Addressing ministers directly, Gabriel said it was “really important” to use the recovery fund for research and innovation. “We all talk about synergies [between different funding sources]—it’s time for action”, she said.

MEP Christian Ehler, who co-led on Horizon Europe legislation for the European Parliament, said that the “main challenge” for policymakers was the context within which the programme would be expected to deliver results.
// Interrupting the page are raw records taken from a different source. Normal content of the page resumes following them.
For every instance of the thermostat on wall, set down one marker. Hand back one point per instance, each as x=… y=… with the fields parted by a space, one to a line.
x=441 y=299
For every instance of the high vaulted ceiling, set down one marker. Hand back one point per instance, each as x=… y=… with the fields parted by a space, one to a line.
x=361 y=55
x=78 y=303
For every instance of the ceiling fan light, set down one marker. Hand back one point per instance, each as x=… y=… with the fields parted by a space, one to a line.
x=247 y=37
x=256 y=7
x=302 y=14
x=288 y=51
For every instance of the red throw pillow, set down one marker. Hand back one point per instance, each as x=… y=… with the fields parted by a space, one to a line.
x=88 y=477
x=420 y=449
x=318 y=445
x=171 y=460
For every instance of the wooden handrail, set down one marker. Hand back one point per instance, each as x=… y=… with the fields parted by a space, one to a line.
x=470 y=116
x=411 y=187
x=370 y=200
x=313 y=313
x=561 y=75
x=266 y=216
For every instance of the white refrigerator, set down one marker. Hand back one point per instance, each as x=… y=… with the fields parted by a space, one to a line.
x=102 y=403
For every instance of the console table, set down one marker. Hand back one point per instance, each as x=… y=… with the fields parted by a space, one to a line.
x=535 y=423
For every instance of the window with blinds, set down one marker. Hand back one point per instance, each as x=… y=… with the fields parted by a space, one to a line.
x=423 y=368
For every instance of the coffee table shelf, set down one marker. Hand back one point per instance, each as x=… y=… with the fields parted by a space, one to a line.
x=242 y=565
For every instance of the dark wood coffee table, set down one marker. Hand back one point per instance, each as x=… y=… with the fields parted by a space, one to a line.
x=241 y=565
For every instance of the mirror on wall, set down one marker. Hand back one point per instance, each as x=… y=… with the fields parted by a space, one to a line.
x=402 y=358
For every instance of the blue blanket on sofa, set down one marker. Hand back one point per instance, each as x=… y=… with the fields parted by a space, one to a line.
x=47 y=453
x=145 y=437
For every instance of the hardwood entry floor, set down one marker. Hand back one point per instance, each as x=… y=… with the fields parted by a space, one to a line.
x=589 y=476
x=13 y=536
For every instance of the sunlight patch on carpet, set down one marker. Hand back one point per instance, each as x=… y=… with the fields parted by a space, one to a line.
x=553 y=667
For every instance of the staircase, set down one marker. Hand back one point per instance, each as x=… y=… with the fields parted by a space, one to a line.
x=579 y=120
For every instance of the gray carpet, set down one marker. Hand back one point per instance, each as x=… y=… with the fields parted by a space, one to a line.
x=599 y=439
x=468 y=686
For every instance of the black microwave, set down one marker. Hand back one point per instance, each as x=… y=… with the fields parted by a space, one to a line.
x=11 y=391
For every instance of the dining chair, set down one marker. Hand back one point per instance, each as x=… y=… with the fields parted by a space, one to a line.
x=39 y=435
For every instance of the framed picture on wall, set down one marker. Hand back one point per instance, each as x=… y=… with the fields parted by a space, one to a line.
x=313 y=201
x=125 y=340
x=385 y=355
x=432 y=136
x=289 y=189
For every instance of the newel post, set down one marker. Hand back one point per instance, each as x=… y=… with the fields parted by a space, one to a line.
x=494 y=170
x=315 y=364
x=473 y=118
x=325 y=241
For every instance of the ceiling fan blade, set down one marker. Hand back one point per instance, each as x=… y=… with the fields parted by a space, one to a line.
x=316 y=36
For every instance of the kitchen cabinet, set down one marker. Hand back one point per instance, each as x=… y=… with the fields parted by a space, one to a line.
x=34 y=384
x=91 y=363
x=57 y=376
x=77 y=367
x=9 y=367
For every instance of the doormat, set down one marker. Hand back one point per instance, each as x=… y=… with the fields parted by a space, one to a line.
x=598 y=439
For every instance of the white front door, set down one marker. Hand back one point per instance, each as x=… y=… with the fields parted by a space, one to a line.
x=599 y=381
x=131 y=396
He said that, unlike the EU’s eight previous R&D programmes, Horizon Europe should not be thought of as a “standalone” programme, but as one that must interact beneficially with other EU funding sources.

The chair of the Parliament’s research committee, Cristian Bușoi, said EU regional development money should be used to fund R&D proposals that are well evaluated by Horizon Europe, but just miss out on funding from it.

Bușoi said the committee’s other priorities for Horizon Europe were “maximum administrative simplification” and the rapid development of planned missions on cancer, healthy oceans, soil health, smart cities and climate change intended to increase the socioeconomic impact of the programme.

According to Gabriel, an evaluation of proposed targets and implementation plans for the missions is expected in the second half of 2021. She also said the Commission is setting up a strategic mechanism to support collaboration among the plethora of public-public and public-private R&D partnerships whose EU funding is to be continued under Horizon Europe.

The first funding calls for most Horizon Europe instruments are expected to be published in April. But with some calls from the European Research Council having been postponed from January due to the late political agreement on the 2021-27 EU budget, Bușoi stressed the need to move quickly, saying: “Horizon Europe really needs to start without delays.”